1983'te Gaziantep'in Oğuzeli ilçesinin sağlık ocağının tek doktoruydum. İlçe dediğiniz, birkaç bin nüfuslu, olanakları sınırlı bir kasaba... Zor ve güzel bir "mecburi" yıl geçirdim, bir sonraki yıl askere, ondan sonra mecburi hizmetin kalan 1 yılını tamamlamak üzere Biga'ya gitmeden önce...Mecburi hizmetten öğrendiklerimi öğrenmenin başka yolları olabilirdi mutlaka, hayatımdan alıp götürdüklerini geri almaktan çoktan vazgeçtim zaten; aklımda kalanlar yeter de artar herhalde...
Göreve 20 Ekim 1983 günü tam 8.00'de başladım. Tam 8:10'da Cumhuriyet Savcısı telefonla arayıp, 'göreviniz hayırlı olsun, ... köyünde bir otopsi var, ona gideceğiz' diyerek ilk görevimi bildirdi.O günlerden en çok aklımda kalan, yaşadığım arkadaşlıkların keyfi ve içtenliği (bir daha yakalanamaz düzeyde). Otobüsten indiğim andan başlayarak beni ağırlayan iki doktor arkadaşımla geçen zamanı unutamadım mesela...

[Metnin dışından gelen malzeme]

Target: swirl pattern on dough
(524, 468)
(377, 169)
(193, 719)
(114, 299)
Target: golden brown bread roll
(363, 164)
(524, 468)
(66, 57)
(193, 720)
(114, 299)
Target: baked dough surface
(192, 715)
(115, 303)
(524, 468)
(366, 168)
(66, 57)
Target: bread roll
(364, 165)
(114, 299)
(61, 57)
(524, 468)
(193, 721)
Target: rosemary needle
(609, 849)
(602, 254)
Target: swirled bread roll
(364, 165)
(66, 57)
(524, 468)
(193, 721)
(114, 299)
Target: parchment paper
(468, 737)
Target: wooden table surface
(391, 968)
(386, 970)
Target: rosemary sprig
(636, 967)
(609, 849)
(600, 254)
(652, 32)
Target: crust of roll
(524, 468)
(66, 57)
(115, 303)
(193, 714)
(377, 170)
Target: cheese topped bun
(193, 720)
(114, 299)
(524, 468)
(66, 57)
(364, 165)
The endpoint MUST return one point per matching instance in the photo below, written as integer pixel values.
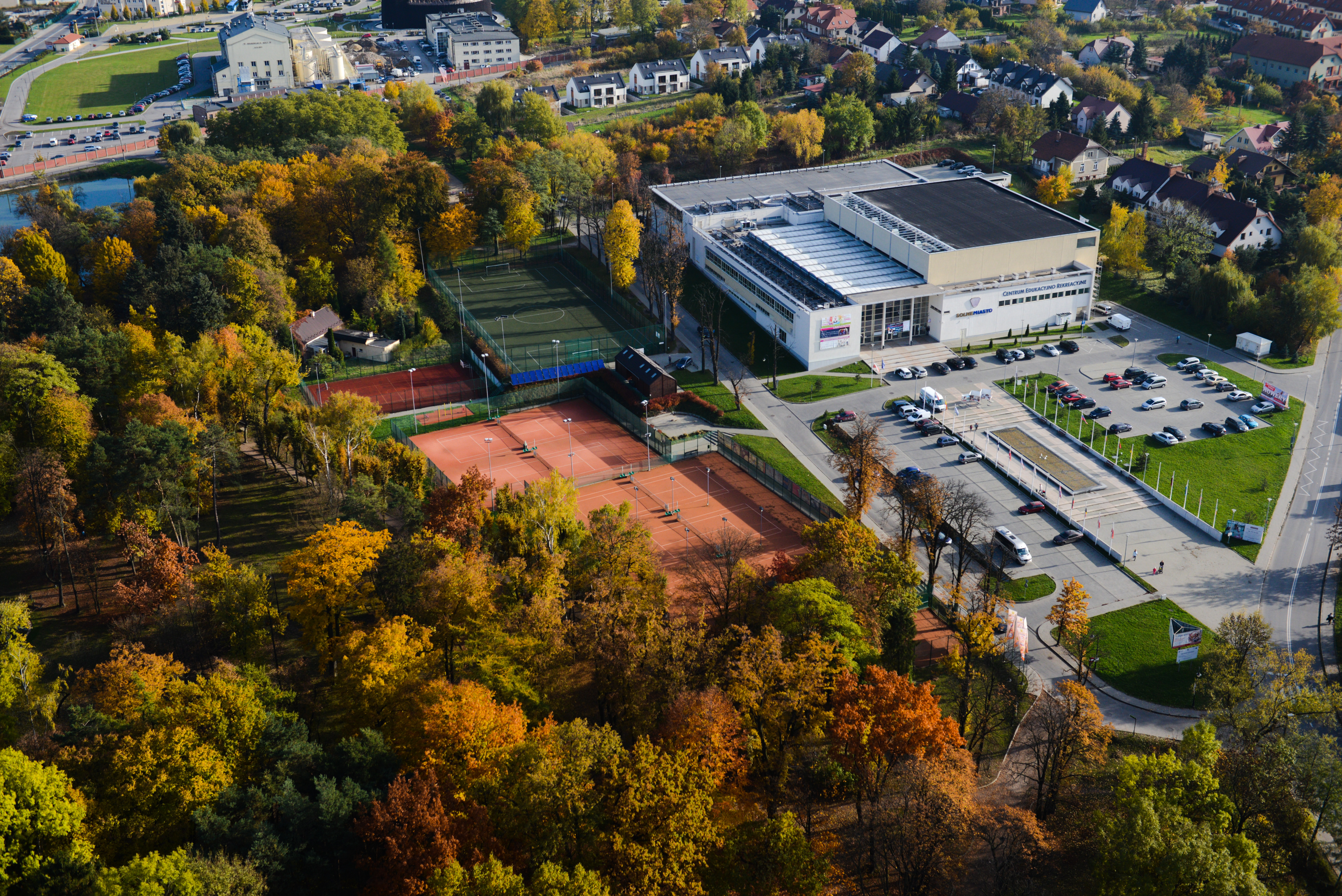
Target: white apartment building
(256, 54)
(472, 39)
(846, 257)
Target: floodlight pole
(414, 410)
(570, 420)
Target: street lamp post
(489, 447)
(414, 410)
(570, 422)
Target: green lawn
(1137, 656)
(111, 84)
(1030, 589)
(721, 398)
(1236, 473)
(1161, 308)
(820, 387)
(778, 457)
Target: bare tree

Muzaffer'in doğum günü için hazırladığım "tebrik kartı" yandaki resimde... Kendi yaptığı işi çok beğenenlere sinir olsam da, ben de bu kartı pek beğendim ve o yılki yılbaşı tebrik kartı haline getirdiydim.
Bu resimde kendimce mecburi hizmetteki bir hekimi (kim acaba?) çizmiştim, elimde kopyası olmayan yılbaşı kartı versiyonunda, "ben yalnız bir doktorum, boynumda stetoskopum, ben bu hizmete mecburum" şeklinde bir 'dahiyane' sözümü eklemiştim. Bu kartı neredeyse 30 yıl sonra Ege tıp'tan sınıf arkadaşım Aysun bana geçmiş bir ortak hatıra olarak çerçeveletip getirince, hiç bir zahmet boşa değildir, diye düşündüm :)
Arkadaşlık deyince sadece orada olanlar değil, yakında uzakta olup ziyarete gelenleri de saymalıyım.
Yine de genellikle (çoğunluk sağlık ocağı hekiminin olduğu gibi) yalnızdım (fotoğrafı sağlık memurumuz Şahin bey çektiydi). Kocaman bir bahçe, nar ağaçları ile doluydu. Arkadaşlarla beraberlik kadar yalnız kalmanın tadını çıkartmayı da Oğuzeli'nde öğrendim.
Hafta içi ya hasta muayenesi, aile planlaması kliniği (RİA kursuna gitmiştim) ya da ev ve köy ziyaretindeydik. Aşılama ve bebek takibi en önemli işimdi.
Lojman ile ev dipdibeydi. hayatımın en kısa süreli işe yolculuğuydu; toplam 10-12 adım. Pencereden çekilmiş fotoğrafta görüldüğü gibi hem dipdibe hem içiçe bir hayat. her gece doğum, otopsi, adli vaka, hastalık, kaza vesilesiyle camı tıklatmak yetiyordu; yattığım yer sürekli bir nöbet odası gibiydi. Yorulmadığımı söyleyemem.